Until the 31 of january, you can watch a subbed version legally for free. This movie is definatly a treat for Dragon Ball fans, and I see the possiblity for a new Dragon Ball series based on this. Also keep in mind that this is a special, which means it fits into the storyline of the anime unlike the movies. 

Anyways, just discuss this here.


----------



## Amoeba (Dec 5, 2008)

I didn't like it personally. When it ended, I knew what had happened, but I still said out aloud "what the heck just happened?".

Throughout the episode my boyfriend and I (ok, admittedly he's the real fan) were thinking "when is something interesting going to happen?" then it ended.

I think he was more disapointed than I was. I wasn't expecting it to be all that interesting anyway. But I do sort of agree with him it was lacking in something, it's very hard to describe. It was just sort of lacking in general entertainment, we found it a bit boring compared with the series and the movies.


----------



## Yarnchu (Dec 5, 2008)

...I swear I didn't put over 9000 as a tag.
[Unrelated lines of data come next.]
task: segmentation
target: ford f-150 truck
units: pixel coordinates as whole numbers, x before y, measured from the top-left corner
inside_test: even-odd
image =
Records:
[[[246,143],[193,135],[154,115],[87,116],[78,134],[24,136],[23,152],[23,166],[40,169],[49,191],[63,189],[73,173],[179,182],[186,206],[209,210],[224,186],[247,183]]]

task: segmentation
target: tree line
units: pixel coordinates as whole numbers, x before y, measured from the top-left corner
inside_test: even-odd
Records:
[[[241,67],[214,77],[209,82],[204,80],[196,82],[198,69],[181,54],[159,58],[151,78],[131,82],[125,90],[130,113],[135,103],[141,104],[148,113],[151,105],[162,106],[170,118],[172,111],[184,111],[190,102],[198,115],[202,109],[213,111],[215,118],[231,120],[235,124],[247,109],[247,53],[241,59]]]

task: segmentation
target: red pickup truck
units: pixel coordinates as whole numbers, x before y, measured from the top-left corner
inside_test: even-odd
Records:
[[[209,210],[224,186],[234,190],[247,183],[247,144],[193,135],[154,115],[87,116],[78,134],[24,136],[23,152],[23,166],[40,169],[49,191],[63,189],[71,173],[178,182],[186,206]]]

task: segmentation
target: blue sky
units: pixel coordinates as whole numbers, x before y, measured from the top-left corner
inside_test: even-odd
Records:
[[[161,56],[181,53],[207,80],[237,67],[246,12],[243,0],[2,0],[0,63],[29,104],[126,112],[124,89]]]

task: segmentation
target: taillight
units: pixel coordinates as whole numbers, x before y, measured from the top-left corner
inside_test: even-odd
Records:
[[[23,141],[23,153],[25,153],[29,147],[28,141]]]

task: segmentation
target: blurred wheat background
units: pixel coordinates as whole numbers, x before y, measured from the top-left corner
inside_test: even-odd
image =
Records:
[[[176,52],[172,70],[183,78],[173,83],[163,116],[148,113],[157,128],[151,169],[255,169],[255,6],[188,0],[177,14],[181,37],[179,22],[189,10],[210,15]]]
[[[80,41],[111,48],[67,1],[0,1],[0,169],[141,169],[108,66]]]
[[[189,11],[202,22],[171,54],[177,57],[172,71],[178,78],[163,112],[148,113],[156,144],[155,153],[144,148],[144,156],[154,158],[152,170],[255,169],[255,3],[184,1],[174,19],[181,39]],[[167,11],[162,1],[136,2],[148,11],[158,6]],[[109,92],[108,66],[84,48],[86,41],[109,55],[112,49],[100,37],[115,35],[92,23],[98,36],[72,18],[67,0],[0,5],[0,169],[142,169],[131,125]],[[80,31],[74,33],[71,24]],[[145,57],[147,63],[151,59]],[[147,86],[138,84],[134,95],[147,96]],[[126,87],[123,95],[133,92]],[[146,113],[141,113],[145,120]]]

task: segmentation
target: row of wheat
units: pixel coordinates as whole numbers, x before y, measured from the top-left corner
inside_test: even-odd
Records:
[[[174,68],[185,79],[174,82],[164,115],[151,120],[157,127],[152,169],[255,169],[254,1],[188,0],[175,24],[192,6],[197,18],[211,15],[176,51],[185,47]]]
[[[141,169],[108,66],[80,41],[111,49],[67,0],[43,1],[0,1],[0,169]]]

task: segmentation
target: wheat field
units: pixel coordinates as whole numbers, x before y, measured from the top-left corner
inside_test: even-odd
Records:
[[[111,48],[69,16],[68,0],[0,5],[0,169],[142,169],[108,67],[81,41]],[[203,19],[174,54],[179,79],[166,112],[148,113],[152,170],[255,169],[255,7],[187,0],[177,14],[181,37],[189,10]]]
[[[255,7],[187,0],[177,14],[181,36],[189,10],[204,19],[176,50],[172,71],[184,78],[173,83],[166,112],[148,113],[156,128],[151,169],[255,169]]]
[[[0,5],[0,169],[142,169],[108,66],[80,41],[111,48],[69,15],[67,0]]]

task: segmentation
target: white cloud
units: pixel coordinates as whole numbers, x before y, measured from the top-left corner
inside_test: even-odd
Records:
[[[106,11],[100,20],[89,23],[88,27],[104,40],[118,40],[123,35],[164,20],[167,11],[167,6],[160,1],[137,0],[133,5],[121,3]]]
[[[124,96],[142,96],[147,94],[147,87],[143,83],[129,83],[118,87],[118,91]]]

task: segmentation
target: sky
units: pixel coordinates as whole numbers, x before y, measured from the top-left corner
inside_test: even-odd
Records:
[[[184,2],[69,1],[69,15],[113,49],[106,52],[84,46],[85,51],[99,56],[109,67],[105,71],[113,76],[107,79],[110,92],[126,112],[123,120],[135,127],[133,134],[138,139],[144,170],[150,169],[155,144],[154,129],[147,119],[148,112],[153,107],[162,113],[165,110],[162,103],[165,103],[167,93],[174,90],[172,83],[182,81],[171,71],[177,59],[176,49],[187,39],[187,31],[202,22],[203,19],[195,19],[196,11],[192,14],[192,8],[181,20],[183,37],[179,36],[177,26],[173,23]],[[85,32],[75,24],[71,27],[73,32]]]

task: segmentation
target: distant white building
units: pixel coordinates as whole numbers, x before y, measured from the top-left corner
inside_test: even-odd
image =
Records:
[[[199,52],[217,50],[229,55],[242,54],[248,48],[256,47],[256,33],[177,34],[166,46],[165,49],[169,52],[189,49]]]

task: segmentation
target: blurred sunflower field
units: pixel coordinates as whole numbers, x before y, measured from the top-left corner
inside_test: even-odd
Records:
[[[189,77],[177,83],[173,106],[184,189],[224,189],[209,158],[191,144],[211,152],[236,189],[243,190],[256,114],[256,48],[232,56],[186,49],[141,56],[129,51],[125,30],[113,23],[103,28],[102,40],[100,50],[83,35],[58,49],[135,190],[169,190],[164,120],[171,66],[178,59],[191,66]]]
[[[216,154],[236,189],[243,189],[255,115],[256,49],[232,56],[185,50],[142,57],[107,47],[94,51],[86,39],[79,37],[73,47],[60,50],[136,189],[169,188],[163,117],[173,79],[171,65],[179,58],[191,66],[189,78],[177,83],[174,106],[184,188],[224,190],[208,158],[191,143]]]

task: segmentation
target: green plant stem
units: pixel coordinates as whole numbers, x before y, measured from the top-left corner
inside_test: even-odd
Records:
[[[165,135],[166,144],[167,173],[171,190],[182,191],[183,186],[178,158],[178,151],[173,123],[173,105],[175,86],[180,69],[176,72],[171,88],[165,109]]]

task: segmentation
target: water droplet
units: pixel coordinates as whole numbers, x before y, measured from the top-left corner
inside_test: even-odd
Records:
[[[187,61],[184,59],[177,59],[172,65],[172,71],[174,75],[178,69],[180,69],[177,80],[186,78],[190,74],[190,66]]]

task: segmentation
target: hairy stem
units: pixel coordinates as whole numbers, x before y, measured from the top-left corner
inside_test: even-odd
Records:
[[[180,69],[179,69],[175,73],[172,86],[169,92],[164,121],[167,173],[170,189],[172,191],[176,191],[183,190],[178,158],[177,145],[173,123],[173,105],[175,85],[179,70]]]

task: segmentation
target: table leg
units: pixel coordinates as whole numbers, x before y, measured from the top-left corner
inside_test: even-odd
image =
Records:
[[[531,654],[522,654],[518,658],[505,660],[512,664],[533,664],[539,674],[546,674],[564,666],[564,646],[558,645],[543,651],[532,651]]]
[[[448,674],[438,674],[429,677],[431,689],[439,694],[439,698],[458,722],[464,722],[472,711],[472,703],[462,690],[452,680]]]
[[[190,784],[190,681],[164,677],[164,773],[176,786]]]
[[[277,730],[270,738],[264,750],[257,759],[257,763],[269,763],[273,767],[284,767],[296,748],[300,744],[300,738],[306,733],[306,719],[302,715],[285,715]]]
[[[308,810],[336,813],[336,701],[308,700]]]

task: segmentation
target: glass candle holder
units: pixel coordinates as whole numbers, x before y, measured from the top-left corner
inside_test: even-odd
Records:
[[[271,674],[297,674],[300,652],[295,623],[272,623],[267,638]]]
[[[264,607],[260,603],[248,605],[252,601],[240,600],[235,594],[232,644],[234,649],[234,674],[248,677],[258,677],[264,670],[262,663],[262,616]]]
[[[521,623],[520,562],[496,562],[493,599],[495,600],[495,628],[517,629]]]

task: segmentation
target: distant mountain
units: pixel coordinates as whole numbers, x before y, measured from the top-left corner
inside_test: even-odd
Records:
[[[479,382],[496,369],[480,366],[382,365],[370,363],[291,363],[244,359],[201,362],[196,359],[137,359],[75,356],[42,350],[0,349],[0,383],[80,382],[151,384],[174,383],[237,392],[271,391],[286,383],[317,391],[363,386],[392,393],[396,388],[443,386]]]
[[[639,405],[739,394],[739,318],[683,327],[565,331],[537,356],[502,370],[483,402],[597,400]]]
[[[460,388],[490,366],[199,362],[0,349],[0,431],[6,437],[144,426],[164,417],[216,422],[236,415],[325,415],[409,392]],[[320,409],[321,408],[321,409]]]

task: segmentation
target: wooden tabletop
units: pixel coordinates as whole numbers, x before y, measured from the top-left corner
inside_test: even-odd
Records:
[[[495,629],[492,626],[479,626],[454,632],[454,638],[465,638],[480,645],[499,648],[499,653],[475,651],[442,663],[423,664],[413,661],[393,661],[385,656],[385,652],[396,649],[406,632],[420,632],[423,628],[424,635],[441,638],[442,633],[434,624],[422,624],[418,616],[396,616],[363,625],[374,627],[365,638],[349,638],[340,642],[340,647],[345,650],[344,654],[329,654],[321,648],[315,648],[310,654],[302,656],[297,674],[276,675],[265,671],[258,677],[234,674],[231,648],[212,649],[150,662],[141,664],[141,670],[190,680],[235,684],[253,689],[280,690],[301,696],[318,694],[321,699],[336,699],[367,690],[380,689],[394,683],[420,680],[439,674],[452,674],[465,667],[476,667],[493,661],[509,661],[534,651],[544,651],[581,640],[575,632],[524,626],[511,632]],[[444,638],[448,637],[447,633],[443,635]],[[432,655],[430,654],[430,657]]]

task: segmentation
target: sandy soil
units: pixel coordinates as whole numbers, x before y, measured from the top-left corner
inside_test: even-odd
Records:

I think your problem is that you were comparing it _too_ much with Dragon Ball Z, when the movie itself is more reminescent of Dragon Ball. I personally think that it was made with the fans in mind, not the people who like the action and fighting. Still, it was nice to see the many references to the DB and DBZ, although Tarble/Table could have gotten some fighting in.


----------



## Amoeba (Dec 5, 2008)

Perhaps so. I just feel like not much happened in the way of character development or reflection or anything. A little bit of the obvious, but that was it. If that's not what I was meant to be looking for in it, well, I guess I completely missed out on what I was supposed to be seeing in it.


----------